Charles is not helping. He’s doing a polite little pantomime now, acting out his thought process. “Well…this is Kitty Driscoll, and there’s Kitty Driscoll…this says Charles McKenzie, and I’m Charles McKenzie, so…”

Marvin points to his phone. “Sorry, I need to deal with this, Charles. It’s really not important, right? They change the seating every day. Just find a place to sit. Wait, hold on, what?” His attention is back on the phone.

Charles turns and wanders off. I guess I can’t blame him; Marvin has far more pull inside the Driscoll machinery. The people here are ranked by their proximity to the main family.

I feel a hand grip my thigh. Tabitha’s wearing an outraged gleam. I return her look with an annoyed one of my own. For a second, we’re together.

It feels…good.

I reach up and slide a lock of her hair through two fingers. If Marvin thinks I’ll let him sit next to Tabitha, he’s dead wrong.

I twist her hair around my forefinger. “Baby, will you go get us another round?”

She looks at me gratefully, reading my intention, I suppose. “Kitten would be happy to,” she says. “Excuse me.” Off she goes.

Marvin’s off his call soon enough. Because there was no call.

I set my arm over the back of Tabitha’s empty chair. “You’re from Ohio,” I say to him.

“Yes,” he says. “Dayton.”

“Tell me,” I slide into Tabitha’s seat. Does he think he’s a match for me? Does he really think he gets the seat next to Tabitha so that he can hit on her all night? Accidentally brush against her and all that? “Are you a Buckeyes fan?” I grill him on the Buckeyes. If he’s unhappy, he doesn’t show it.

Tabitha comes back and takes my place.

I turn to Tabitha when Marvin’s engaged in conversation with the cousins. “So much for the soap opera theory,” I say in a low tone that only she can hear.
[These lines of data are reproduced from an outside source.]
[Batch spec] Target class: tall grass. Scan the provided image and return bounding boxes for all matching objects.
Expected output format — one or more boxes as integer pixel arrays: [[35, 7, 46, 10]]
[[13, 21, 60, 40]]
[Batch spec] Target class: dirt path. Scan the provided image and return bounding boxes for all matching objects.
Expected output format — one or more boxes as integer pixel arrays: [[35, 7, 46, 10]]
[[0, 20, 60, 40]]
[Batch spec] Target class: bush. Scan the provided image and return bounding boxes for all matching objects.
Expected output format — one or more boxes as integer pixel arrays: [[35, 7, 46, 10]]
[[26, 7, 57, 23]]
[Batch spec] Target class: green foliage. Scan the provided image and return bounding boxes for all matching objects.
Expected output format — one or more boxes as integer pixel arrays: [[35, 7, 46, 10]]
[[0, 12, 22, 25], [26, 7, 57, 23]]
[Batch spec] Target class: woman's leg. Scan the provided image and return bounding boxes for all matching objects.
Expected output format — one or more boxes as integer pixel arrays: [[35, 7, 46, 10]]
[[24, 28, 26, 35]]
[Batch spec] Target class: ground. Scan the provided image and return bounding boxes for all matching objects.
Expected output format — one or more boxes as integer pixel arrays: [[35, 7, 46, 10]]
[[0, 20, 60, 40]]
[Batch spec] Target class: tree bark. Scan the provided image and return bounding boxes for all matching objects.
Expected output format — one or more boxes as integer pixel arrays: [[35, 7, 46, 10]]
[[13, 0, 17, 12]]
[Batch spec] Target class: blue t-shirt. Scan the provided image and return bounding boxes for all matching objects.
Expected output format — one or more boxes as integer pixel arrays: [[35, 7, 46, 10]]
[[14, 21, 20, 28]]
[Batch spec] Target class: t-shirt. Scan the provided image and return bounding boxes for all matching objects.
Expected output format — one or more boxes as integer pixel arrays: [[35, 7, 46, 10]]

“I don’t see it being wrong,” she says sweetly.

Horndog,I mouth.

Softly she says, “Just becauseyou’reobsessed with my beauty doesn’t mean every man is.”

She glances over my shoulder. Is he looking at her?

I lean in. “Ten months ago he’s a nobody, and now he’s a little nobody prince who sees something he wants and he’s pushing his boundaries.

She leans nearer to me now, sets her chin on my shoulder. “You shouldn’t automatically discount my theory,” she says in a low tone. “I know it seems implausible, but you should trust your teammate.”

Did she feel it too? That sense of us as a team?

“But what if my teammate’s perception is based on an idiotic soap opera plot?”

She grumbles in my ear.

Suddenly they’re serving the appetizers—each plate has a hunk of sushi-grade tuna on it, festooned with a vertical sesame rod like a curly flag, set atop colorful drips of sauce.